The Bangladeshi government agreed, but with significant conditions predicated on South Korean firms building the capacity of local garments businesses. Bangladesh successfully capitalised on its initial advantage to develop internationally competitive domestic garment exporters. Similarly, Lesotho leveraged the need of Taiwanese firms to circumvent quotas to upgrade their capacity.
Kenya, too, benefited from the African Growth and Opportunity Act (AGOA), which provides eligible countries with duty free access to the US market. In the 10 years after AGOA was signed in 2000, garment exports in Kenya grew by a factor of 30.
While Kenya certainly benefited from AGOA, it made the most of the opportunity. It was the first country to fulfil the additional requirements for apparel exports under AGOA and was thus an attractive prospect for foreign manufacturers. It was another six months before the next country (Lesotho) was able to fulfil the requirements and another year after that before the third country (Senegal) could begin exporting apparel under the scheme.
There are other factors that have driven garment export growth in the past, including high level political involvement, strong labour market fundamentals and the use of effective industrial parks. Yet if countries fail to take advantage of the opportunities presented by the international market, there is little chance of strong growth. AGOA remains a largely missed opportunity in this respect. The value of garments exports among AGOA-eligible countries has grown by less than 40% in the last 20 years, from $1.7 billion in 2001 to $2.4 billion in 2020, a twentieth of the level in Bangladesh alone.

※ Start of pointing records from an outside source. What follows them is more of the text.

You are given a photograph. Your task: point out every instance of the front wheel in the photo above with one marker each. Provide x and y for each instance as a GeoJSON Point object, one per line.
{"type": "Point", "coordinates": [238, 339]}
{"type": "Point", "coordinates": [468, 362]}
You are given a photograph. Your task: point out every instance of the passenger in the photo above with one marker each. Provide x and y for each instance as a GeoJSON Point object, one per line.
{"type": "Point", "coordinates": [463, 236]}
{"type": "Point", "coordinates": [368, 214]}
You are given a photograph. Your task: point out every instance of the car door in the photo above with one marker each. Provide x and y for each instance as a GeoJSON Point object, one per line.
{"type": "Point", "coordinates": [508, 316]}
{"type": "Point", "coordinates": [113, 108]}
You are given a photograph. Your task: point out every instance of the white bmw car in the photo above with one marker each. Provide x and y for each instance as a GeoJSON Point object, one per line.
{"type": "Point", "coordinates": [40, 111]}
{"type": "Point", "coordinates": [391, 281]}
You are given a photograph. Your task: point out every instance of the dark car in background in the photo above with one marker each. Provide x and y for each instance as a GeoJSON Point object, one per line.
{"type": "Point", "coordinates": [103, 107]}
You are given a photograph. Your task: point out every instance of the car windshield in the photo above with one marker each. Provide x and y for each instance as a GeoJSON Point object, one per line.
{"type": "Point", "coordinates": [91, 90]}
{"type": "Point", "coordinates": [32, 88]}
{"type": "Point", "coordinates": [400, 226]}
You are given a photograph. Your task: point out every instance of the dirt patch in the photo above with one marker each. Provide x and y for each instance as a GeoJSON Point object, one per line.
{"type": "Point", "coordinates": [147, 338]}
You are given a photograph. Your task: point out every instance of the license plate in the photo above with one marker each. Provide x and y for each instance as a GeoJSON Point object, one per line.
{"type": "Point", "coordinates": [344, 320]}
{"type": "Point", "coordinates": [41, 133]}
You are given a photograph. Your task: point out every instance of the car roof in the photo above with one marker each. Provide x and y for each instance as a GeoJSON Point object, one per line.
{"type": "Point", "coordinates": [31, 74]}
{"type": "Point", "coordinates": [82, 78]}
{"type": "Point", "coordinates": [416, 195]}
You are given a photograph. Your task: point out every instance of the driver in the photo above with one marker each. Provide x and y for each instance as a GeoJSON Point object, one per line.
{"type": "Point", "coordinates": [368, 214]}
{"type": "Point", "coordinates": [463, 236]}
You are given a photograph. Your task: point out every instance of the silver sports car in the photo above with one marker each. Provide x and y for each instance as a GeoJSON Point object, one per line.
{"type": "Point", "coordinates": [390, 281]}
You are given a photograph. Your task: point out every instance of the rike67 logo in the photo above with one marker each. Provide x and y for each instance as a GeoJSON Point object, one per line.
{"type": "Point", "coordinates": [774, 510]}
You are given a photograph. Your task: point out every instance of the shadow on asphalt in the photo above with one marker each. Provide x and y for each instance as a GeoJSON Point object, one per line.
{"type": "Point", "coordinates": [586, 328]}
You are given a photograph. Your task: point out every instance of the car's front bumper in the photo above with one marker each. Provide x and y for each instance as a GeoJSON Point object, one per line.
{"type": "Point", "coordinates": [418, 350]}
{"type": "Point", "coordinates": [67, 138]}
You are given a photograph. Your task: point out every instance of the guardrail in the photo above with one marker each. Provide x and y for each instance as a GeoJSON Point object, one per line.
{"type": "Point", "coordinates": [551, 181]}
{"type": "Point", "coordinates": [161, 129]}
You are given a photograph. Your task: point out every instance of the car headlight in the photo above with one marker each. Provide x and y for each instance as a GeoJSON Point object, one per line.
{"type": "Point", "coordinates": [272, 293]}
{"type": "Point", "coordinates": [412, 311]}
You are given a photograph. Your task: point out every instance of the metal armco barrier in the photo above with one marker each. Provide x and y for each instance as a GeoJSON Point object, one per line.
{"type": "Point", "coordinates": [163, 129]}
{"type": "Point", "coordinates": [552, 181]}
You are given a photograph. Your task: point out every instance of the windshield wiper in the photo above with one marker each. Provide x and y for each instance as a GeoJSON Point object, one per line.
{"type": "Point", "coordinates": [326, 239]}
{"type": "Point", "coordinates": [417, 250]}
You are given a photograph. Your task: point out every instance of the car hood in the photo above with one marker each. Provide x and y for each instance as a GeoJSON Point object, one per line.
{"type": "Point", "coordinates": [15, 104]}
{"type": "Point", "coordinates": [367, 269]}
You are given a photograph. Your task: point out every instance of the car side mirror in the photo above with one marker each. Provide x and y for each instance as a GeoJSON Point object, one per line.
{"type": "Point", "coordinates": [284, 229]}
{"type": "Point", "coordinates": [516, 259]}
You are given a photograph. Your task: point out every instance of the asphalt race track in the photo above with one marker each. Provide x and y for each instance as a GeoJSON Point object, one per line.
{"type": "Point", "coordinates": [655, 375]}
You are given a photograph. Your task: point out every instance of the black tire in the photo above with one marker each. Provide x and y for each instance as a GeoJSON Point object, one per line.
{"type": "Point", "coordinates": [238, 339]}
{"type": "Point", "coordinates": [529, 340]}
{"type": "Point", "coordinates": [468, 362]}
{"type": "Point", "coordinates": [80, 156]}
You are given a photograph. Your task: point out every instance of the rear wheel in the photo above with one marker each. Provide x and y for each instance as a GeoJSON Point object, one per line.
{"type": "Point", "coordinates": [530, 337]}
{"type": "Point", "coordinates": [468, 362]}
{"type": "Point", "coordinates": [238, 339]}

Another opportunity is presenting itself. With companies looking to diversify their supply chains away from China – the world’s largest garments exporter – in the wake of Covid-19 and geo-political tensions, developing countries in other parts of the world can take advantage. Ethiopia’s instability is also an opportunity for other AGOA-eligible countries to fill the gap.
Of course, the garment sector is not perfect. As has been well publicised, the working conditions in garments factories can be very poor – sometimes even deadly. And in some countries, wages for workers are still too low, even decades after strong industry growth. For many countries, the potential to move up through the garments value chain to the high value-added activities mentioned above remains unrealised. The success seen in the East Asian tigers has proven hard to replicate – a familiar development refrain.
Bangladesh has had some success moving up the value chain from “cut, make, trim” (CMT) at the bottom to “original equipment manufacturing” (OEM) further up. Yet worker conditions in many Bangladeshi garment factories remain notoriously grim. There are scant few recent examples of countries quickly going beyond CMT and OEM to the upper garment echelons of marketing and finance.
Of course, this is not to say that Bangladesh shouldn’t have bothered. Its economy is undoubtedly in a much better position thanks to the growth of the garment sector. But the point is that the sector requires long-term policymaking. Initial government support through industrial policies may be enough to get the garments export sector going. But it won’t be enough to move it up the value chain. Further targeted support will be required. If governments want to use the garments gateway to deliver broad-based prosperity for their people, they need to stay the course.
Note: deeper explorations of why some countries’ progress up the garments value chain has stalled will be the topic of future blog posts.